The following PROC GLIMMIX statements fit a standard Poisson regression model with random intercepts by maximum likelihood. The marginal likelihood of the data is approximated by adaptive quadrature (METHOD=QUAD).

proc glimmix data=counts method=quad;
   class sub;
   model y = x / link=log s dist=poisson;
   random int / subject=sub;
run;

Output 43.14.1 displays various informational items about the model and the estimation process.

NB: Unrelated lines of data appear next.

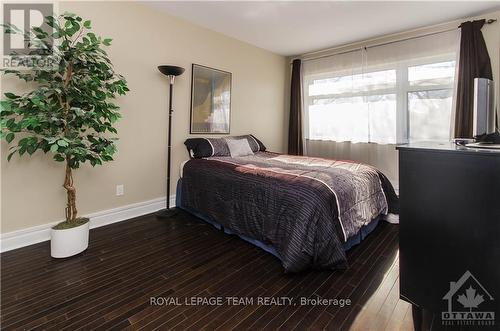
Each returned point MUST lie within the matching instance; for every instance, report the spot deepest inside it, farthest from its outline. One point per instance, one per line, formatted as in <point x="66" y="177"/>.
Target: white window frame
<point x="402" y="89"/>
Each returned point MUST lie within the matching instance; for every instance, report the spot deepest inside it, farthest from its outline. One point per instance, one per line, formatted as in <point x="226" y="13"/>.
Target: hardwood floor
<point x="110" y="285"/>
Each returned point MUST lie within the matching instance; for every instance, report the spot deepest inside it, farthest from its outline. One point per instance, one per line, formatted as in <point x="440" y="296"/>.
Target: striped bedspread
<point x="302" y="206"/>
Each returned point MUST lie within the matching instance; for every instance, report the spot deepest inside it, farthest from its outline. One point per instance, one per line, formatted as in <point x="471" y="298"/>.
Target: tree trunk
<point x="71" y="193"/>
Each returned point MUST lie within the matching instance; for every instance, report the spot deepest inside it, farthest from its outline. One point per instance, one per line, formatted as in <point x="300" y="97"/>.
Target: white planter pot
<point x="68" y="242"/>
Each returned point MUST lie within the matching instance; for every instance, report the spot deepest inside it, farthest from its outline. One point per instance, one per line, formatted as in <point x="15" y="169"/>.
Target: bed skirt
<point x="352" y="241"/>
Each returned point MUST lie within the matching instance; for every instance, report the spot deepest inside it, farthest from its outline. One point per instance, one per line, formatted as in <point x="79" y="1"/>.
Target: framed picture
<point x="210" y="100"/>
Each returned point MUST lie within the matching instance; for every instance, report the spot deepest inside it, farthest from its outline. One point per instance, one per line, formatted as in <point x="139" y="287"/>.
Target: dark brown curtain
<point x="295" y="139"/>
<point x="474" y="62"/>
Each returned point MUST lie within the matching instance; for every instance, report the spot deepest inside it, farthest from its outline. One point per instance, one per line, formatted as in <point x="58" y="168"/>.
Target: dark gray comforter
<point x="303" y="207"/>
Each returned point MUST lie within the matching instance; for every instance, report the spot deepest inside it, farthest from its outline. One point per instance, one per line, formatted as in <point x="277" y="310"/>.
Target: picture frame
<point x="210" y="100"/>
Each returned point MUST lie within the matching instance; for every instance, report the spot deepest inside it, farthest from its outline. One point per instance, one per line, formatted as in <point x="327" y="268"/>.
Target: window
<point x="396" y="93"/>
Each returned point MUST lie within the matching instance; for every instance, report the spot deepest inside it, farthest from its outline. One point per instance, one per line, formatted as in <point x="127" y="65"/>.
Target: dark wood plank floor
<point x="110" y="285"/>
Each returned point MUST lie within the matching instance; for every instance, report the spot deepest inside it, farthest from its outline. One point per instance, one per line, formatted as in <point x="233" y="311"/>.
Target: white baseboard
<point x="39" y="233"/>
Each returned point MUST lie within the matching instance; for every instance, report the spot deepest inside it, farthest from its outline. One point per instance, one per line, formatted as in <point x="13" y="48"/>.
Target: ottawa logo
<point x="467" y="300"/>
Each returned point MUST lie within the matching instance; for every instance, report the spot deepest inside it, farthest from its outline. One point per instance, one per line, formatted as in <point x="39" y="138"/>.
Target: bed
<point x="306" y="211"/>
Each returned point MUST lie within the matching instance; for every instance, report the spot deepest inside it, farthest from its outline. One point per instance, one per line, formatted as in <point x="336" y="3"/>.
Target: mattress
<point x="304" y="208"/>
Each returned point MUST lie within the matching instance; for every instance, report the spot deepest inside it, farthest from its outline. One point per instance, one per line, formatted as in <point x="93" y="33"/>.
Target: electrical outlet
<point x="119" y="190"/>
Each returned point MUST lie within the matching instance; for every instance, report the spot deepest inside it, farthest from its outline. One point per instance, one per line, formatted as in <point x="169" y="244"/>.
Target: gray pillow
<point x="239" y="147"/>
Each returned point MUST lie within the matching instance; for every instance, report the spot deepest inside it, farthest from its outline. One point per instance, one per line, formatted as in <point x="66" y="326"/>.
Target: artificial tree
<point x="69" y="112"/>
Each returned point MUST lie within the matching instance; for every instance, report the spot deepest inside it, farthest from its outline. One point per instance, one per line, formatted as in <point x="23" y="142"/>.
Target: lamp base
<point x="166" y="213"/>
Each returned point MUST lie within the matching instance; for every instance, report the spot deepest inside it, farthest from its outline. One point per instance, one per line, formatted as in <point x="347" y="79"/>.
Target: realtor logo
<point x="24" y="17"/>
<point x="467" y="303"/>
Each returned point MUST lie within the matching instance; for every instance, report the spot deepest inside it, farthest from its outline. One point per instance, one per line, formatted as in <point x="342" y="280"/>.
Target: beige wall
<point x="142" y="39"/>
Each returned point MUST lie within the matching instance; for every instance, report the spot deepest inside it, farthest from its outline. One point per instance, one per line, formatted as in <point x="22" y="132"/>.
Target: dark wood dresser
<point x="450" y="234"/>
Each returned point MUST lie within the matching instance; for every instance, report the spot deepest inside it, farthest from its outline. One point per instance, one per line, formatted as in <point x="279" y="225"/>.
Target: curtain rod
<point x="489" y="21"/>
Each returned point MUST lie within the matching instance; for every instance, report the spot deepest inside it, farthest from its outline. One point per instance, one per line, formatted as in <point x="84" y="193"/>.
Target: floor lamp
<point x="170" y="72"/>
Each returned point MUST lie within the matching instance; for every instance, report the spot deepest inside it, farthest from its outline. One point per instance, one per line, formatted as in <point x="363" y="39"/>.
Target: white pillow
<point x="239" y="147"/>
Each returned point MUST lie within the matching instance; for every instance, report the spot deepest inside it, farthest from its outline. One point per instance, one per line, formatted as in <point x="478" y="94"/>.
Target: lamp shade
<point x="171" y="70"/>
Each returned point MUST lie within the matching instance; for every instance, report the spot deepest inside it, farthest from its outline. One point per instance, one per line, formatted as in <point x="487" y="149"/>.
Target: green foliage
<point x="70" y="113"/>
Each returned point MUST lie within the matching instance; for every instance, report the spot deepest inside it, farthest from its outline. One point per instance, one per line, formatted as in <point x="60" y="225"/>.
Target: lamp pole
<point x="170" y="72"/>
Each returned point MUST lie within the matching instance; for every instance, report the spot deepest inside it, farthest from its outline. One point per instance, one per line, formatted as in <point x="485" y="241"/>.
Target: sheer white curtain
<point x="359" y="104"/>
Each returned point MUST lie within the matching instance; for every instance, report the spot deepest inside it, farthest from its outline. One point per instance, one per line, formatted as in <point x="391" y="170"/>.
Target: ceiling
<point x="297" y="27"/>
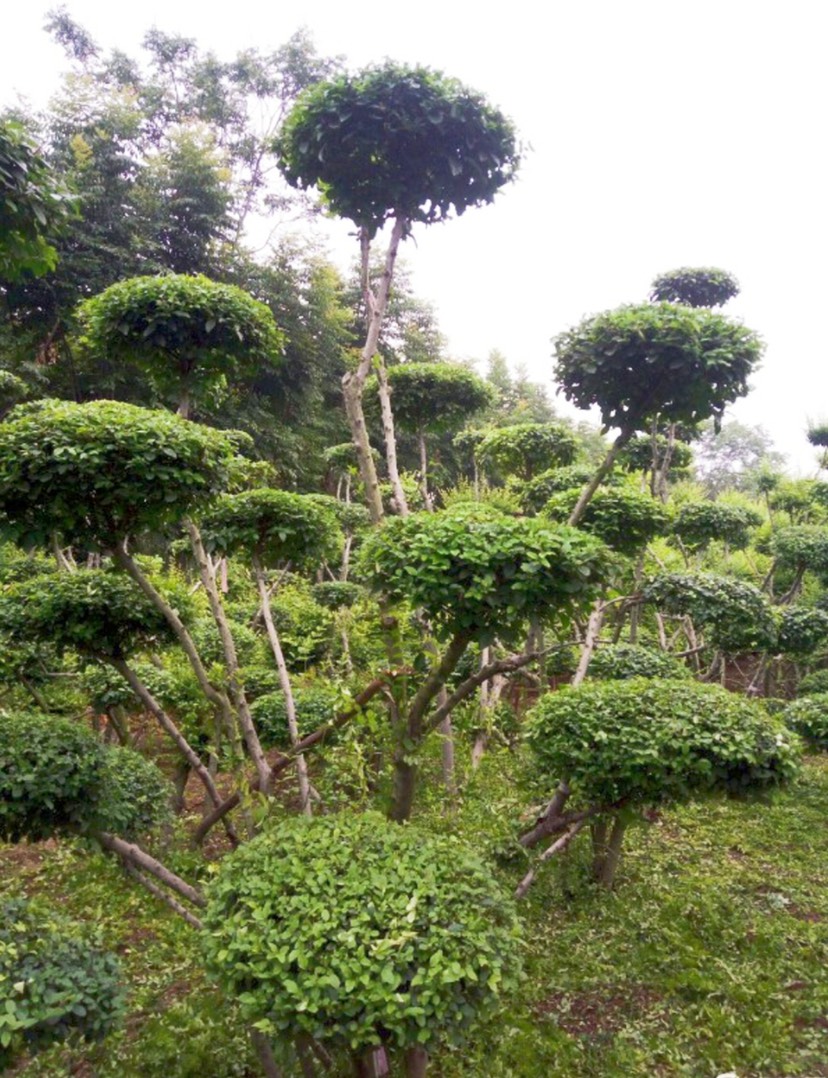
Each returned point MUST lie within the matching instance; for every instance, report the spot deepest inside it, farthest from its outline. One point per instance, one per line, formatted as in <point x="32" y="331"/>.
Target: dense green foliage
<point x="33" y="206"/>
<point x="436" y="397"/>
<point x="700" y="523"/>
<point x="397" y="141"/>
<point x="802" y="631"/>
<point x="697" y="287"/>
<point x="297" y="937"/>
<point x="482" y="575"/>
<point x="52" y="774"/>
<point x="622" y="517"/>
<point x="647" y="741"/>
<point x="96" y="473"/>
<point x="809" y="717"/>
<point x="276" y="526"/>
<point x="527" y="448"/>
<point x="735" y="614"/>
<point x="96" y="611"/>
<point x="185" y="334"/>
<point x="56" y="778"/>
<point x="638" y="362"/>
<point x="613" y="662"/>
<point x="55" y="981"/>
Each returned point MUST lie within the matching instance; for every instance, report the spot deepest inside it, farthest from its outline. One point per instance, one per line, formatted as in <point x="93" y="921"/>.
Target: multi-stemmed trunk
<point x="353" y="383"/>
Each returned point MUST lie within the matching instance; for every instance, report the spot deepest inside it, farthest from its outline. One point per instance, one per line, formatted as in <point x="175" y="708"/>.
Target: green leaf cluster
<point x="625" y="520"/>
<point x="802" y="631"/>
<point x="643" y="742"/>
<point x="57" y="777"/>
<point x="700" y="523"/>
<point x="638" y="362"/>
<point x="397" y="141"/>
<point x="95" y="611"/>
<point x="613" y="662"/>
<point x="276" y="526"/>
<point x="358" y="931"/>
<point x="435" y="397"/>
<point x="180" y="330"/>
<point x="527" y="448"/>
<point x="55" y="982"/>
<point x="482" y="575"/>
<point x="697" y="287"/>
<point x="96" y="473"/>
<point x="809" y="717"/>
<point x="33" y="206"/>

Output 43.14.1: Poisson: Model and Optimization Information

The GLIMMIX Procedure

Model Information
Data Set	WORK.COUNTS
Response Variable	y
Response Distribution	Poisson
Link Function	Log
Variance Function	Default
Variance Matrix Blocked By	sub
Estimation Technique	Maximum Likelihood
Likelihood Approximation	Gauss-Hermite Quadrature
Degrees of Freedom Method	Containment

Optimization Information
Optimization Technique	Dual Quasi-Newton
Parameters in Optimization	3
Lower Boundaries	1
Upper Boundaries	0
Fixed Effects	Not Profiled
Starting From	GLM estimates
Quadrature Points	5

Iteration History
Iteration	Restarts	Evaluations	Objective Function	Change	Max Gradient
0	0	4	862.57645728	.	366.7105
1	0	5	862.43893582	0.13752147	22.36158
2	0	6	854.49131023	7.94762559	28.70814
3	0	2	854.47983504	0.01147519	6.036114
4	0	4	854.47396189	0.00587315	4.238363
5	0	4	854.47006558	0.00389631	0.332454
6	0	3	854.47006484	0.00000074	0.003104

The “Model Information” table shows that the parameters are estimated by ML with quadrature. Using the starting values for fixed effects and covariance parameters that the GLIMMIX procedure generates by default, the procedure determined that five quadrature nodes provide a sufficiently accurate approximation of the marginal log likelihood (“Optimization Information” table). The iterative estimation process converges after nine iterations.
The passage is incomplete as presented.